Arion lusitanicus auct., non Mabille, 1868 or Arion vulgaris Moquin-Tandon, 1855.
Both scientific names of this pest species are currently in use, as the taxonomic status is unresolved.
Other Common Names
Iberian slug, lusitanian slug
A large, slender slug, 70 to 120 mm body length, a keel is absent. The pneumostome on the right side of the mantle is located in the anterior half oft the mantle. Spanish slugs often are uniformly reddish brown or brightly orange, whereas juvenile specimens show greater colour variation, often with a dark lateral stripe on either side. The mucus is colourless or pale orange.
Other Similar Species
Arion rufus, Arion ater
Based on external morphology, single specimens can be undistinguishable. An accurate identification may only be possible by dissection and investigation of the genitalia or molecular analysis.

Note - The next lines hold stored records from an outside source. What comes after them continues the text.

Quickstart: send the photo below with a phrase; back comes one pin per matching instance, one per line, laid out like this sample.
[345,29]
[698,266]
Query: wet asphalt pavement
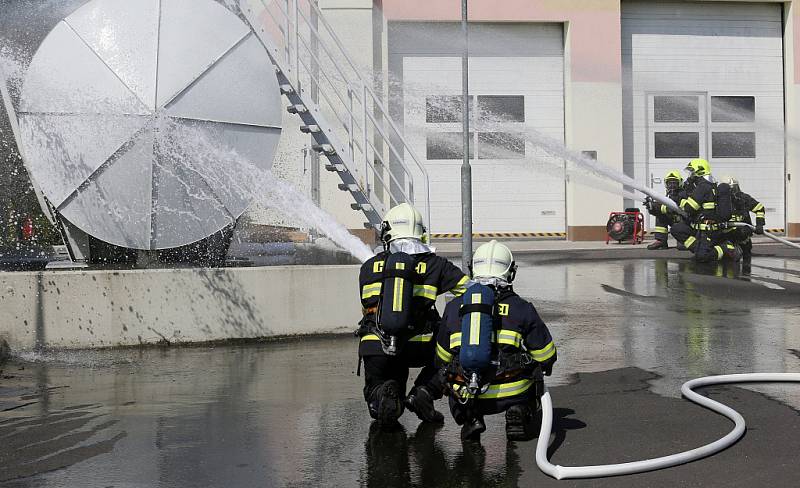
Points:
[290,413]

Spanish slugs have an annual life cycle. The adults are present in summer and subsequently generally are dying in late autumn. Each adult slug lays several clutches of eggs in the soil The juveniles hatch in the same year and overwinter. In early spring they can cause the first signs of damage, but maximum seasonal feeding and mobility occurs in summer. At the end of the summer, they reach sexual maturity and reproduce.
Possibly originating from Southwest France, during the last decades this invasive species spread its range and is now established almost everywhere in Europe.
Mainly reaches its highest densities in habitats disturbed by human activities, but also colonizes natural habitats to some degree.
Crops at Risk
The spanish slug is a horticultural pest in large parts of Europe, damage is mainly known from domestic gardens, vegetables, ornamental plants, strawberry cultures and oilseed rape fields.
Feeding on leaves and stems or seedlings of the spanish slug may destroy whole plants, especially if the growing point is damaged. Faecal and slime contamination to inflorescences and mature crops makes them unmarketable. The presence of live or dead slugs in harvested plants will lead to rejections.
Impact and Severity
The spanish slug causes most damage in domestic gardens or at margins of large fields, where hiding places are available.
Prevention and Control
The adult stages of the spanish slug in domestic gardens can be controlled by slug fences and collecting by hand. For the control of the younger stages, also on larger fields, a high tillage frequency is beneficial.
Mainly juveniles of the spanish slug are susceptible to natural predators, e.g. larger ground beetles, some birds, or nematodes. Adult spanish slugs seem to be better protected by the thick layer of mucus.